Google and WordPress Robots.txt Handling Is Being Looked Into
One of the takeaways from the Google Webmaster Conference was that if Google tries to access your robots.txt file is unreachable but it does exist then Google won’t crawl your site. Google said about 26% of the time GoogleBot cannot reach a robots.txt file. WordPress might make changes in order to reduce this error rate.

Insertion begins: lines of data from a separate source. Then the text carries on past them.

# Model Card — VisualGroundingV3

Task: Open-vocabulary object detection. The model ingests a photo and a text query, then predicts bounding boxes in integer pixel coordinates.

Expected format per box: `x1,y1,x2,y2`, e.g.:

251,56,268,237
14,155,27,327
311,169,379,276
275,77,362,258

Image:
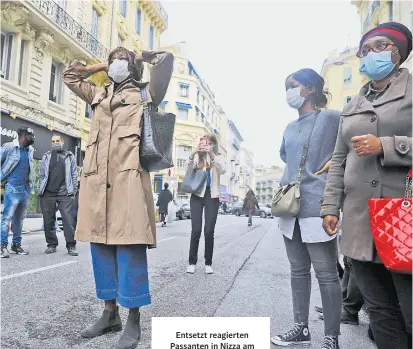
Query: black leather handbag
140,87,176,172
181,169,207,194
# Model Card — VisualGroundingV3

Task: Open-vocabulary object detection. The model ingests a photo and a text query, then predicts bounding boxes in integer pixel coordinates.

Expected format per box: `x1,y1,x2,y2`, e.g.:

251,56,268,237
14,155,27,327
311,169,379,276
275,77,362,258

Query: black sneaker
318,308,359,326
0,245,10,258
321,336,340,349
67,246,79,256
271,324,311,347
11,244,29,255
44,246,57,254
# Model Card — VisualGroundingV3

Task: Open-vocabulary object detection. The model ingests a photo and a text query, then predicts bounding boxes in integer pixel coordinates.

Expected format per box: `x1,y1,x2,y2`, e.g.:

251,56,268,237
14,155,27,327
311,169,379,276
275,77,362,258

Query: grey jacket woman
321,69,412,263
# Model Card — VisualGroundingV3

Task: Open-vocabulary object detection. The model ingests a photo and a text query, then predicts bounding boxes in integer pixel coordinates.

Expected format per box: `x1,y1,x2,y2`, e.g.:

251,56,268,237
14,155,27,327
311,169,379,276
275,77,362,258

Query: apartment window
0,32,13,80
343,67,353,84
85,103,92,119
119,0,127,18
178,108,188,120
149,25,155,50
136,7,142,35
180,84,189,97
49,61,64,104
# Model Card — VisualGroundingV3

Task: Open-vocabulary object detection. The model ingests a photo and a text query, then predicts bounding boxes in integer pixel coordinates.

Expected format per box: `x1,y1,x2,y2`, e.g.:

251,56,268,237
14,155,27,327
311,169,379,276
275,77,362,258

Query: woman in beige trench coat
63,47,174,349
321,22,412,349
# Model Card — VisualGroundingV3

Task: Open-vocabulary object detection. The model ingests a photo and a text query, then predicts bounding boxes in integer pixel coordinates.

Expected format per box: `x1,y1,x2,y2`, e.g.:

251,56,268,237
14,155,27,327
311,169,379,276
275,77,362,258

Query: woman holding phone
186,133,226,274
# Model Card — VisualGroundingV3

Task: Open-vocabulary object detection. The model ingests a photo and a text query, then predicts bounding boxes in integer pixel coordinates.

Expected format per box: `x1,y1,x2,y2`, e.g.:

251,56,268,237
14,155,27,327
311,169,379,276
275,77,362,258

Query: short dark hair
52,133,65,142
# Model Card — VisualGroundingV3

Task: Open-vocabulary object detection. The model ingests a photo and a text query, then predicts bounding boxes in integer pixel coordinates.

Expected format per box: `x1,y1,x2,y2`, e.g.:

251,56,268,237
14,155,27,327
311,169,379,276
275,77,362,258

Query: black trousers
351,259,412,349
341,257,364,315
189,188,219,265
40,195,76,247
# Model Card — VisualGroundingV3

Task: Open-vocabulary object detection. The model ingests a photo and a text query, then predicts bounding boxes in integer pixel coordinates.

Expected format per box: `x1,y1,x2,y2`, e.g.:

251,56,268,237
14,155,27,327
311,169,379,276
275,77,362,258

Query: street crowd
1,22,412,349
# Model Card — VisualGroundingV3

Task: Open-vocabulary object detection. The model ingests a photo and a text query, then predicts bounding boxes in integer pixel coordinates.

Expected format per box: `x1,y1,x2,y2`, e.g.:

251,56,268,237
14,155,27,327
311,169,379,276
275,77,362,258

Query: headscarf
359,22,412,64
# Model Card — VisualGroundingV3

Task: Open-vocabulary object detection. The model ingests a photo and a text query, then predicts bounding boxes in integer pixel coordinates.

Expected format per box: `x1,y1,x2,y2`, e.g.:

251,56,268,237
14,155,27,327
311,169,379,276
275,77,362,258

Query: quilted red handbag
369,170,412,274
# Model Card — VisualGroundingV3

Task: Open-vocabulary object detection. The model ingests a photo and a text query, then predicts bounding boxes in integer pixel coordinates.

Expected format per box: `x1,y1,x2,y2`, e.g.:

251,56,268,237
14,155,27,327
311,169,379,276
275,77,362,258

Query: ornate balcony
30,0,109,59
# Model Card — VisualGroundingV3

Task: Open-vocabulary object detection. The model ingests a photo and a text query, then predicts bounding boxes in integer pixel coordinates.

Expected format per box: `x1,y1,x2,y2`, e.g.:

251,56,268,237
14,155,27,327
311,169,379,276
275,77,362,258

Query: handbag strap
295,111,320,185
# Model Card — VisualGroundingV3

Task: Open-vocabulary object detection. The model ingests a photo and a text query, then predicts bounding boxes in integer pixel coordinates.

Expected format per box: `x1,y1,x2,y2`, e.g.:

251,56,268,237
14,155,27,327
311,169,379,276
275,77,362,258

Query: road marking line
158,236,176,244
0,261,78,281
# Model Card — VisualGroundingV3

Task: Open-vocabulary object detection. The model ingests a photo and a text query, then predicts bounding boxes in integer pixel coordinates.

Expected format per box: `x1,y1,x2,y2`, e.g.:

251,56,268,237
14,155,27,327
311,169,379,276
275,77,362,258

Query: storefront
0,109,81,162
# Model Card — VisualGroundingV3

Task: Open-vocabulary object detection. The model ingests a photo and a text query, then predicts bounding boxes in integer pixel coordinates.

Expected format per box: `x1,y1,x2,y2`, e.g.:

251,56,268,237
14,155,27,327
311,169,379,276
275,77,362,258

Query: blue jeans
1,186,30,246
90,243,151,308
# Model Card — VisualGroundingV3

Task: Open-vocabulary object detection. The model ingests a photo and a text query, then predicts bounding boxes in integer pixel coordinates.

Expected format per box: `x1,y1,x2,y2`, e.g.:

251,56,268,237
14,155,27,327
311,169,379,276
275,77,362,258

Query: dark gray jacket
38,150,78,195
321,69,412,262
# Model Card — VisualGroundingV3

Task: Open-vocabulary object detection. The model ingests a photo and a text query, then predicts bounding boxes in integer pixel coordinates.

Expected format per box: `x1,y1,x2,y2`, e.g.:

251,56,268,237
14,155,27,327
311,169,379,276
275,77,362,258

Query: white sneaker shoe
186,264,196,274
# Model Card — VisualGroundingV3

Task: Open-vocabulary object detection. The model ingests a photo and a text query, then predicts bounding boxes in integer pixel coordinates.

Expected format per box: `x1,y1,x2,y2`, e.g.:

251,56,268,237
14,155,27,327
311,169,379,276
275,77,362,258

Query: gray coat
321,69,412,262
38,150,78,196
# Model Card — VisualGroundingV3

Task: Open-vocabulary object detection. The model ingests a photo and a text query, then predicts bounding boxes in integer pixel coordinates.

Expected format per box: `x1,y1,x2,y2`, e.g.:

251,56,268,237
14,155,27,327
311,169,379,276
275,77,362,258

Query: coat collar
342,68,410,116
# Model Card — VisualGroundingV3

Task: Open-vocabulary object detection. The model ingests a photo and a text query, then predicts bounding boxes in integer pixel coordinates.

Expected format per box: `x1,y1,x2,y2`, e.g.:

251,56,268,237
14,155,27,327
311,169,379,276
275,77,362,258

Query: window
149,25,155,50
49,61,63,104
136,7,142,35
119,0,128,18
343,67,353,85
91,9,99,39
85,103,92,119
178,108,188,120
180,84,189,97
0,32,13,80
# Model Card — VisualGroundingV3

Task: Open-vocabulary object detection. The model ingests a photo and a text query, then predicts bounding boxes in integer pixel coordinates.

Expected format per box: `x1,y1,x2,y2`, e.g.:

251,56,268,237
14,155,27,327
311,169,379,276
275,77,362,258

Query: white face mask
108,59,130,84
286,87,305,109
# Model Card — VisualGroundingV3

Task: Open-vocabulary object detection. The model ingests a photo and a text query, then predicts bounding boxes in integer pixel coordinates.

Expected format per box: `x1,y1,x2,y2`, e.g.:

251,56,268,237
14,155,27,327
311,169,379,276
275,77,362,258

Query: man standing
0,127,35,258
39,134,78,256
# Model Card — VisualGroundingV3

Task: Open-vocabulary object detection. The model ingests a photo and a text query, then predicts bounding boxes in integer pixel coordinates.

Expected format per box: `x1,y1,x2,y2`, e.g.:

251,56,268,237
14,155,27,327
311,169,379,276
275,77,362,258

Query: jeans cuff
117,293,151,308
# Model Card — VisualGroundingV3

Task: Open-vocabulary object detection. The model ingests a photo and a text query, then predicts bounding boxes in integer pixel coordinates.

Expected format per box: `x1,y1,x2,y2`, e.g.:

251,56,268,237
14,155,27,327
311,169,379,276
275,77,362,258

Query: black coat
156,189,173,214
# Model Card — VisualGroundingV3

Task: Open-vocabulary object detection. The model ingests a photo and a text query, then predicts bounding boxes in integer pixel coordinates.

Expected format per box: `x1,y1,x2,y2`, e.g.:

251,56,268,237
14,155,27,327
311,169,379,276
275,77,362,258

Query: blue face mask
359,51,397,81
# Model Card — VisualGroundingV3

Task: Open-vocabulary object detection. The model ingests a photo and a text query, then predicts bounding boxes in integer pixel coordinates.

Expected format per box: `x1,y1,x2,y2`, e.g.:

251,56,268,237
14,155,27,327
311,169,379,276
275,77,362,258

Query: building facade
321,0,413,110
153,43,228,200
0,0,168,212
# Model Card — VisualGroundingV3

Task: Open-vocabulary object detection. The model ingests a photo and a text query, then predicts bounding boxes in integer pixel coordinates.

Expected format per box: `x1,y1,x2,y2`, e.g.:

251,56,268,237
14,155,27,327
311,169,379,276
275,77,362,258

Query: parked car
174,199,191,220
232,202,272,218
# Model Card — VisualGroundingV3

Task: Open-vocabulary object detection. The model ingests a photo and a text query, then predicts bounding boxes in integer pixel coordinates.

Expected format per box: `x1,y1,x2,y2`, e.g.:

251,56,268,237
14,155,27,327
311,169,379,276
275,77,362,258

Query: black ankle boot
116,309,141,349
80,307,122,338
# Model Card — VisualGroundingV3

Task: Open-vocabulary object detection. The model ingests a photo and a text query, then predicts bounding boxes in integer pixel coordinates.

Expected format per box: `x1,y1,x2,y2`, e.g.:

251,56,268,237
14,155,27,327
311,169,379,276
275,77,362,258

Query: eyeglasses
357,41,396,58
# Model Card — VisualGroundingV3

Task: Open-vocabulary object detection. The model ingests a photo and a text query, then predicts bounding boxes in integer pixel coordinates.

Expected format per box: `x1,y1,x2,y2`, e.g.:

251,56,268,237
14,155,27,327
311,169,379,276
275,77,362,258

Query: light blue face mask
359,51,397,81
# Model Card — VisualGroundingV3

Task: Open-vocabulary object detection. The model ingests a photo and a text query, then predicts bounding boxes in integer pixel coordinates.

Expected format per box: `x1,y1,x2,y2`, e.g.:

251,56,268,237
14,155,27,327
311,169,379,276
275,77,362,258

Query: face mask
286,87,305,109
52,143,63,151
108,59,130,84
359,51,397,81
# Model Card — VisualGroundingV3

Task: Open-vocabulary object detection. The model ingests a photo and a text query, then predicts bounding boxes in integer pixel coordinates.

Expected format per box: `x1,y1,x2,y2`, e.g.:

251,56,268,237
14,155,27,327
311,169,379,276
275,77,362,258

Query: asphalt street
1,216,375,349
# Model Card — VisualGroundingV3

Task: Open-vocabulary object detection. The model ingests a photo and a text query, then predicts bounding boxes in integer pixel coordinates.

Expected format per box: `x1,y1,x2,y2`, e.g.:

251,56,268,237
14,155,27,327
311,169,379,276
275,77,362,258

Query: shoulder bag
140,87,176,172
271,113,319,217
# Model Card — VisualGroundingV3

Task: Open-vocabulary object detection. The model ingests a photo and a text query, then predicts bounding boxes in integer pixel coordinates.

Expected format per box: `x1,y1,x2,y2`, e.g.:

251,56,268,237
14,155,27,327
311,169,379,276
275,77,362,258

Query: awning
176,102,192,109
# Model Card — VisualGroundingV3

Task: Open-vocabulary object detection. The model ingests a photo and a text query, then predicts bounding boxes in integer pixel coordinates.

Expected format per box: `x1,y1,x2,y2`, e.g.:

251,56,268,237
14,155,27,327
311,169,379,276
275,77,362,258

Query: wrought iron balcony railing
30,0,109,59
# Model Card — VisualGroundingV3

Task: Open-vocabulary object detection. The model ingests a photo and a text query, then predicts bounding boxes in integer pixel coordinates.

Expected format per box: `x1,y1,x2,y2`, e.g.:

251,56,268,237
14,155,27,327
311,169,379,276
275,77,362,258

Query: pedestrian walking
63,47,174,349
156,183,173,227
0,127,35,258
321,22,412,349
242,189,260,227
38,134,78,256
186,133,226,274
271,69,341,349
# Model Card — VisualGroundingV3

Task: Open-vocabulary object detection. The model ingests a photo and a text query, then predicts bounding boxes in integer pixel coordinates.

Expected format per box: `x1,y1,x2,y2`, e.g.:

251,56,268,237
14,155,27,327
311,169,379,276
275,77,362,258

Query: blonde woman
186,134,226,274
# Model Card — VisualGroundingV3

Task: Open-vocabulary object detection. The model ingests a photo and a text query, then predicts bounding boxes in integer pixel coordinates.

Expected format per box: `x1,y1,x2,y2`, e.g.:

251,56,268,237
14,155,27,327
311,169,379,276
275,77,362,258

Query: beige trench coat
63,52,173,247
321,69,412,262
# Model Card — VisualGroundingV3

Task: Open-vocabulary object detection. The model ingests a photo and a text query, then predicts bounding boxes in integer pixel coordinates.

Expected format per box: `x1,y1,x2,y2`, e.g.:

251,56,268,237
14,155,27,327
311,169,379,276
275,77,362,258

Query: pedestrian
63,47,174,349
271,69,341,349
38,133,78,256
186,133,226,274
0,127,35,258
156,183,173,227
242,189,260,227
321,22,412,349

Here is one of many tweets about this:
Seriously? One out of four times googlebot cannot reach a site’s robots.txt? ???? then they won’t crawl the entire site!! #gwcps pic.twitter.com/wC49yC40zI
— Raffaele Asquer (@raffasquer) November 4, 2019
Now, with WordPress, Joost de Valk from Yoast said ” for sites you can’t reach the robots.txt for, is a subset of those WordPress sites? A larger subset than you’d normally expect maybe?” He added that he is “trying to figure out if we should be safer in how WordPress generates robots.txt files.”
Gary Illyes from Google said he believes WordPress is generally okay with this issue but he will look into it further to see if WordPress can make some small changes here.
WP is usually fine i think as it doesn’t control network afaik, and someone must’ve misconfigured something real bad if the robotstxt comes back with 5xx. That said, I’ll run an analysis and then i can say for sure
— Gary “鯨理/경리” Illyes (@methode) November 6, 2019
Got it. I’ll look
— Gary “鯨理/경리” Illyes (@methode) November 6, 2019
I love this dialog between Google and Yoast (which is very tied to WordPress).
Forum discussion at Twitter.
Update: I upset Gary again, and for the record, the latest intel was the percentage of robots.txt Google cannot reach.
Yeah I’ve known for a long time. The stats were interesting though, never heard the numbers were that high.
— Joost de Valk (@jdevalk) November 6, 2019